Thompson happy to be No. 1

Published:Friday | January 5, 2018 | 12:00 AMHubert Lawrence
Jamaica's Elaine Thompson celebrates winning the women's 100 metres at the International Mohammed VI track and field meet in Rabat, Morocco, last year.

Though she is still disappointed about her loss at last year's World Championships, Elaine Thompson is pleased to have been world-ranked number 1 in the 100 metres by the US publication Track and Field News.

Speaking this week in Kingston, Thompson says that she is motivated to work even harder in 2018. She also indicated that she is aiming to compete again at the World Indoor Championships.
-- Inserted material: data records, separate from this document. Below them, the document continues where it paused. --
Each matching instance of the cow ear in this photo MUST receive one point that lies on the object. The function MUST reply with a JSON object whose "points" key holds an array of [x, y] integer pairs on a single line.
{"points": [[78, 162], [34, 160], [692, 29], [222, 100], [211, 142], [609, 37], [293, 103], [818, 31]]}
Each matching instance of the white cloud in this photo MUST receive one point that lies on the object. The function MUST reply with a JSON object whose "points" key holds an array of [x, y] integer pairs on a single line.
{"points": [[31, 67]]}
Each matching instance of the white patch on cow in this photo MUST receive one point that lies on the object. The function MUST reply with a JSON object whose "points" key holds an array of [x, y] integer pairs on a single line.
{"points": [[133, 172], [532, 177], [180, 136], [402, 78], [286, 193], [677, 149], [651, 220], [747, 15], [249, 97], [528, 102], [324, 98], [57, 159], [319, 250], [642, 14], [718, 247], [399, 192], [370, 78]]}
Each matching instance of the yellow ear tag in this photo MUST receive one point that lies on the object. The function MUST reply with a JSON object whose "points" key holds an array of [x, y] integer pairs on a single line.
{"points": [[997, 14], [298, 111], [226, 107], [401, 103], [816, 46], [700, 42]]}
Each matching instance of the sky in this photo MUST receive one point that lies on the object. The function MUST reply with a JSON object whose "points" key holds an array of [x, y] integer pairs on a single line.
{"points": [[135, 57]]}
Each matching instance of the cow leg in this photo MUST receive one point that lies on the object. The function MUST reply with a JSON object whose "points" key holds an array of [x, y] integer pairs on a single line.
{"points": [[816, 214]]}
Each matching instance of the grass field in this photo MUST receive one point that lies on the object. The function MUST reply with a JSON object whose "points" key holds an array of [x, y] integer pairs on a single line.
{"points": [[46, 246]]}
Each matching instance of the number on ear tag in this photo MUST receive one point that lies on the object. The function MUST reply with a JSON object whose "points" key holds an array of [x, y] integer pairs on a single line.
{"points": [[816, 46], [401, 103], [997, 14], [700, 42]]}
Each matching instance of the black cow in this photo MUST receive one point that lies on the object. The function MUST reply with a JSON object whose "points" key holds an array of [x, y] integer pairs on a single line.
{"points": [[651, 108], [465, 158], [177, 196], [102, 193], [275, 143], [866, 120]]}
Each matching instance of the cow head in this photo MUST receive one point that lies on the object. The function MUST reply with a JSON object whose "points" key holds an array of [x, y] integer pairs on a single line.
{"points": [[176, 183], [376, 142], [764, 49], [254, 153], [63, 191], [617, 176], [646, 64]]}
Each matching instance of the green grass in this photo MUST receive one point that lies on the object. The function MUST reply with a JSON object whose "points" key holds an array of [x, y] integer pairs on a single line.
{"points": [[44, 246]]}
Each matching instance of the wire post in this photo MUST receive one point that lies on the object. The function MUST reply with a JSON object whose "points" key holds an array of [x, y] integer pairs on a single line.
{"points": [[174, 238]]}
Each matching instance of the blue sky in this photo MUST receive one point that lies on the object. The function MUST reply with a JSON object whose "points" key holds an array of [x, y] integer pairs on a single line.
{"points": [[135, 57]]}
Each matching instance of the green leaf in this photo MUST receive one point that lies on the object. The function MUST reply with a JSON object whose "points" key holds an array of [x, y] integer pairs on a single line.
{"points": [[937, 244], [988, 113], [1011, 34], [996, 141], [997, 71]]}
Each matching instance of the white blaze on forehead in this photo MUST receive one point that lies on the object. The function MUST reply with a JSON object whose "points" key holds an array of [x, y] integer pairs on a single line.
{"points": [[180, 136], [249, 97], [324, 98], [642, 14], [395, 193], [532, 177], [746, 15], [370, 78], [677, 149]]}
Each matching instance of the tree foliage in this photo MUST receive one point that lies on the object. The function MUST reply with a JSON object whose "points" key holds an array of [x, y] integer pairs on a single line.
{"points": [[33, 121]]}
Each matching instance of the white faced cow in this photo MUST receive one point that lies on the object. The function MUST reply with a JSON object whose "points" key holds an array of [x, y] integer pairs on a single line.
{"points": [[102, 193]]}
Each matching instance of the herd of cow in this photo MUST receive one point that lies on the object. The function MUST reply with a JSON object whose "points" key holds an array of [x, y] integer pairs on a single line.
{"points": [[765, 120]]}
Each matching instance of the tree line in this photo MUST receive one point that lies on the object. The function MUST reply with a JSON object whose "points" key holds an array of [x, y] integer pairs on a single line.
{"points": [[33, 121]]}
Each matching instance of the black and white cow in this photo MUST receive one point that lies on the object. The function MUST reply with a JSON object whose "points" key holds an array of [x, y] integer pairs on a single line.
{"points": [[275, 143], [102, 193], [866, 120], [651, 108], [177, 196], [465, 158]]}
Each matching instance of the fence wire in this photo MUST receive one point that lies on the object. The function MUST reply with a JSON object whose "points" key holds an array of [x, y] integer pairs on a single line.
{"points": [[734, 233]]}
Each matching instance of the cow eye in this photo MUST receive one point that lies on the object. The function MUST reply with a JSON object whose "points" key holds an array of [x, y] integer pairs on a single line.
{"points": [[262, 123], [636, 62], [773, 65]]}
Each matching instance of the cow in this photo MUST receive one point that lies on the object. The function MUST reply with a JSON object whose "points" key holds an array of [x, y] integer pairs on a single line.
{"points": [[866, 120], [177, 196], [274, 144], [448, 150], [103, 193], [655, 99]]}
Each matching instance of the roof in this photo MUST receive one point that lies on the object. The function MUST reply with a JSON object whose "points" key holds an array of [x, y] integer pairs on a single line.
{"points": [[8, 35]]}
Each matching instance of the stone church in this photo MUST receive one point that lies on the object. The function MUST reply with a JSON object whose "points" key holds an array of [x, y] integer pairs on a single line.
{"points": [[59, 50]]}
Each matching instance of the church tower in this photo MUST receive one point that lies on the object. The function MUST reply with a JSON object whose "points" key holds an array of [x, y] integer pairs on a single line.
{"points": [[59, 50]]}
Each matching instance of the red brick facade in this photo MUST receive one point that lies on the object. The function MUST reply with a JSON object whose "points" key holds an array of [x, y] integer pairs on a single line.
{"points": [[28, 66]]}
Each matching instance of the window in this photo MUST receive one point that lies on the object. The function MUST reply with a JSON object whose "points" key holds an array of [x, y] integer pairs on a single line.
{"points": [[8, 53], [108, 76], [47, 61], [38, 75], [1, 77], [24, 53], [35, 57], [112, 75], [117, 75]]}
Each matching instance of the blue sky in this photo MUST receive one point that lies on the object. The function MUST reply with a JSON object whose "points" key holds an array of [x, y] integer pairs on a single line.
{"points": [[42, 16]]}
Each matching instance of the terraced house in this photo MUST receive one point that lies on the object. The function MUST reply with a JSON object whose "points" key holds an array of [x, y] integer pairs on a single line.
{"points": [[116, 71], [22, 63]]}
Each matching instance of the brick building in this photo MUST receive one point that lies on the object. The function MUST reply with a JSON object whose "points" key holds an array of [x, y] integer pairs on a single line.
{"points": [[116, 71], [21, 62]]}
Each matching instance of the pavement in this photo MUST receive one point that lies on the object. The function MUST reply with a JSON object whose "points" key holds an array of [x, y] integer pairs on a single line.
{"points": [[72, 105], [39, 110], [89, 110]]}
The 25-year-old sprinter was not only ranked number 1 in the 100 by Track and Field News but also won enough votes from its 37-member international panel of experts to be named the tenth-best female athlete of 2017 across all disciplines.

"Honestly, when I got the news, I had to read the article like two times," she said.
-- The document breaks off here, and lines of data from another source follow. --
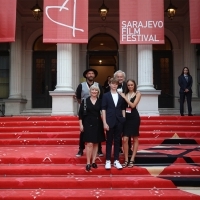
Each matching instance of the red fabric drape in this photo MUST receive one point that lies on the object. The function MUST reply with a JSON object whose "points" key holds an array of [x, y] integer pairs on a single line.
{"points": [[7, 20], [65, 21], [194, 21], [141, 22]]}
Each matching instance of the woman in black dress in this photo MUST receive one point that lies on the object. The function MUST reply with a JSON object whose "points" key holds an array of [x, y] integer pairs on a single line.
{"points": [[132, 124], [92, 126]]}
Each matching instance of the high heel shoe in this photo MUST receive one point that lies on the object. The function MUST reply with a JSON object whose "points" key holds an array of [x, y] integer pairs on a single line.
{"points": [[94, 165], [88, 167]]}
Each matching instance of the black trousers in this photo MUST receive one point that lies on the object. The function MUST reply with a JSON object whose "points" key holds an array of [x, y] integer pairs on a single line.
{"points": [[82, 143], [188, 96], [113, 134]]}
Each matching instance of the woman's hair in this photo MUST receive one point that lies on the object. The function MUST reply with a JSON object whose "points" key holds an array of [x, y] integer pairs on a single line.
{"points": [[183, 71], [135, 86], [114, 80], [96, 88], [119, 71]]}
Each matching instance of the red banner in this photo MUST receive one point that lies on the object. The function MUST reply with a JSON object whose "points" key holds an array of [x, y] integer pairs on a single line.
{"points": [[7, 20], [142, 22], [65, 21], [195, 21]]}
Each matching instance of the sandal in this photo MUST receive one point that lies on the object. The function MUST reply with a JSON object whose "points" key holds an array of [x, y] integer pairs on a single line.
{"points": [[88, 167], [131, 164], [125, 164]]}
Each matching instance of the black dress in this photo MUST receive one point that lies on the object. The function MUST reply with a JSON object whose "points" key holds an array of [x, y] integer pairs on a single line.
{"points": [[132, 123], [92, 122]]}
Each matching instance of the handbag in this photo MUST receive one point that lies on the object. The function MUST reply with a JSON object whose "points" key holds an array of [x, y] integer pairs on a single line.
{"points": [[84, 107]]}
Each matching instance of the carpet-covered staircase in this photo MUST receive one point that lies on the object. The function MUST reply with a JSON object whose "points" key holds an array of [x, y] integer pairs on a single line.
{"points": [[37, 161]]}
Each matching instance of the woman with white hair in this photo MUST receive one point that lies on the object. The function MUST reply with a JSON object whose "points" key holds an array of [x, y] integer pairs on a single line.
{"points": [[91, 124]]}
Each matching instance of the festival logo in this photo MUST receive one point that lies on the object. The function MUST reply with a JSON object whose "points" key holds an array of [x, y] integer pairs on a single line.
{"points": [[141, 22], [65, 21]]}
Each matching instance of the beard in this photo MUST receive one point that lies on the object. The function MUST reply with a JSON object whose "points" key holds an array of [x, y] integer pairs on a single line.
{"points": [[90, 78]]}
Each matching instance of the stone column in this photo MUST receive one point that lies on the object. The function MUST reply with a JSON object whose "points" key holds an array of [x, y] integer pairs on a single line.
{"points": [[131, 59], [190, 61], [15, 104], [62, 96], [149, 102]]}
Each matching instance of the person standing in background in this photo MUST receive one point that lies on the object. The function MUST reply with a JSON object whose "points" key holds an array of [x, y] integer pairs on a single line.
{"points": [[82, 92], [113, 115], [132, 123], [120, 76], [91, 124], [106, 85], [185, 82]]}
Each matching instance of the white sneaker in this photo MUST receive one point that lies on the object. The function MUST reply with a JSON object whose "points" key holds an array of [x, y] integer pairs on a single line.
{"points": [[108, 164], [117, 164]]}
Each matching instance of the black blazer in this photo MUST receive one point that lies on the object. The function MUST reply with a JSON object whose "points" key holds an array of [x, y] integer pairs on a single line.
{"points": [[185, 84], [113, 114], [119, 86]]}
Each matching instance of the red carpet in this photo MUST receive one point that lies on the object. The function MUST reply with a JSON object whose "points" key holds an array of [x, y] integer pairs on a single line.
{"points": [[37, 161]]}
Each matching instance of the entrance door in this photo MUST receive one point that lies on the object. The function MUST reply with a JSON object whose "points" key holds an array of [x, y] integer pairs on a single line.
{"points": [[163, 77], [44, 78]]}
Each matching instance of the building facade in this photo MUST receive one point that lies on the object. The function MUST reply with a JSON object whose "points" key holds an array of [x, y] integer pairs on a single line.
{"points": [[41, 78]]}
"It's a great feeling," she smiled.

Reflecting on a year when she won all but one of her nine 100-metre finals and produced the two fastest times of the year at 10.71 and 10.78 seconds, respectively, the MVP Track Club star was thankful.

"I realise that I had a great season though I lost the World Championships, but I still can't dwell on that," she determined. "I think the season was a big motivation for me and that gives me a big boost to even work harder and each year for me is a greater year and a bigger year because, you know, to be the fastest woman in the world or to be on top is not any easy journey and still the journey doesn't end," she resolved.

 

NO EXCUSES

 

Moments after a satisfying sprint workout on the campus of the University of Technology, the double Olympic champion still isn't making any excuses about the London loss. Though it is widely known that she was the victim of a stomach bug that affected several others, she said, "You're sick during training, you're sick during races, you just have to know how to hold your composure."

During 2017, she also won two of four trips over 200 metres, scoring with a best time of 21.98 seconds. During the indoor season, she zipped 6.98 seconds for 60 metres and she is heading indoors again this year.

"Well I've spoken to my coach," she said of the MVP stalwart Stephen Francis, "and he had suggested indoors."

Third in the 60 metres at the 2016 World Indoor Championships, she said: "I'm looking forward to that because as you can see, this season is not a major championship, even though we have the Commonwealth Games, but I'm looking forward for the World Indoors and, hopefully, to go there and do my best as usual."

That meet will take place in Birmingham, England, from March 1 to 4.

She is still contending with the Achilles tendon problems that affected her in 2017.

"I just have to get the body, stretch it, do the flexibility work that I can do to help me go through the season, but at this point," she informed, "it's holding up, just hopefully, for the entire season. I don't feel any pain."

No decision has yet been made about her possible participation in the Commonwealth Games, which are set for April in Australia. She also isn't sure which of the sprint events she will favour when the outdoor season begins in earnest.

"The year has just started so we haven't spoken much about what the season will entail," she replied.